Machine deception continues to be a serious challenge
Deepfakes have tells that automated detection systems can look for: unnatural blinking patterns, inconsistent lighting, facial distortion, inconsistencies between mouth movements and speech, and the lack of small but distinct individual facial movements (how Donald Trump purses his lips before answering a question, for example).
But deepfakes are getting better. As 2020 is a US election year, automated detection methods will have to be developed as fast as new forms of machine deception are launched. But automated detection may not be enough. Detection models themselves can be used to stay ahead of the detectors. Within a couple months of the release of an algorithm that spots unnatural blinking patterns for example, the next generation of deepfake generators had incorporated blinking into their systems.
Programs that can automatically watermark and identify images when taken or altered or using blockchain technology to verify content from trusted sources could be a partial fix, but as deepfakes improve, trust in digital content diminishes. Regulation may be enacted, but the path to effective regulation that doesn’t interfere with innovation is far from clear.
To fully take advantage of AI technologies, you’ll need to retrain your entire organization
As AI tools become easier to use, AI use cases proliferate and AI projects are deployed, and cross-functional teams are being pulled into AI projects. Data literacy will be required from employees outside traditional data teams—in fact, Gartner expects that 80% of organizations will start to roll out internal data literacy initiatives to upskill their workforce by 2020.
But training is an ongoing endeavor, and to succeed in implementing AI and ML, companies will need to take a more holistic approach toward retraining their entire workforces. This may be the most difficult, but most rewarding, process for many organizations to undertake. The opportunity for teams to plug into a broader community on a regular basis to see a wide cross-section of successful AI implementations and solutions is also critical.

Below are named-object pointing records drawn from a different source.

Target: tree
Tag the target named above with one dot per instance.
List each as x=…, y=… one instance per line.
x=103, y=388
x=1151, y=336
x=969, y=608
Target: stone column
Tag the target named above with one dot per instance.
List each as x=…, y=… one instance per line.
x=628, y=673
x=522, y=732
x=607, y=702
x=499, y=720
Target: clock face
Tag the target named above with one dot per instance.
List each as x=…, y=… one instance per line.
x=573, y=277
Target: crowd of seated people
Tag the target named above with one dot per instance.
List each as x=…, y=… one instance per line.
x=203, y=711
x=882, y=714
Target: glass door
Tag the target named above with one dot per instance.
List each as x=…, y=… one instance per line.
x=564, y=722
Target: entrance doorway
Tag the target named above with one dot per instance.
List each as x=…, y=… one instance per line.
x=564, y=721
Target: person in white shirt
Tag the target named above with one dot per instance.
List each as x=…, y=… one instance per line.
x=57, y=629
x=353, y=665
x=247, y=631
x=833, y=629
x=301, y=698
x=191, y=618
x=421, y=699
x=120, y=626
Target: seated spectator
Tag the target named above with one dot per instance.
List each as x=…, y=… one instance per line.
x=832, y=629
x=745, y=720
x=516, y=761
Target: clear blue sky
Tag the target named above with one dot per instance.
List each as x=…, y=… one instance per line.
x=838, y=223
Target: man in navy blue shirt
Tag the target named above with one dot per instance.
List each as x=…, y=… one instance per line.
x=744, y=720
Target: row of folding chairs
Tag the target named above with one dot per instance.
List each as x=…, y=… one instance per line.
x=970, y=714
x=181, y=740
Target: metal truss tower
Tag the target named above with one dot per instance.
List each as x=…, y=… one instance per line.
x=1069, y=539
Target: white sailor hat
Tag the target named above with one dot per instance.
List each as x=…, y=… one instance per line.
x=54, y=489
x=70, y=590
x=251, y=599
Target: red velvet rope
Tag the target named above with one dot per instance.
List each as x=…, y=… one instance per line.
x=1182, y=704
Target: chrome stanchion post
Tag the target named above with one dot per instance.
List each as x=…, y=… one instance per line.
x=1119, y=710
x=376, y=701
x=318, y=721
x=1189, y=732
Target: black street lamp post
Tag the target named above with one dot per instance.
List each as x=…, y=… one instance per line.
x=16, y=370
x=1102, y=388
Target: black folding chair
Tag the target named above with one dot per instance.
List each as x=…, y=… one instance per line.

Retraining also means rethinking diversity. Reinforcing and expanding on how important diversity is to detecting fairness and bias issues, diversity becomes even more critical for organizations looking to successfully implement truly useful AI models and related technologies. As we expect most AI projects to augment human tasks, incorporating the human element in a broad, inclusive manner becomes a key factor for widespread acceptance and success.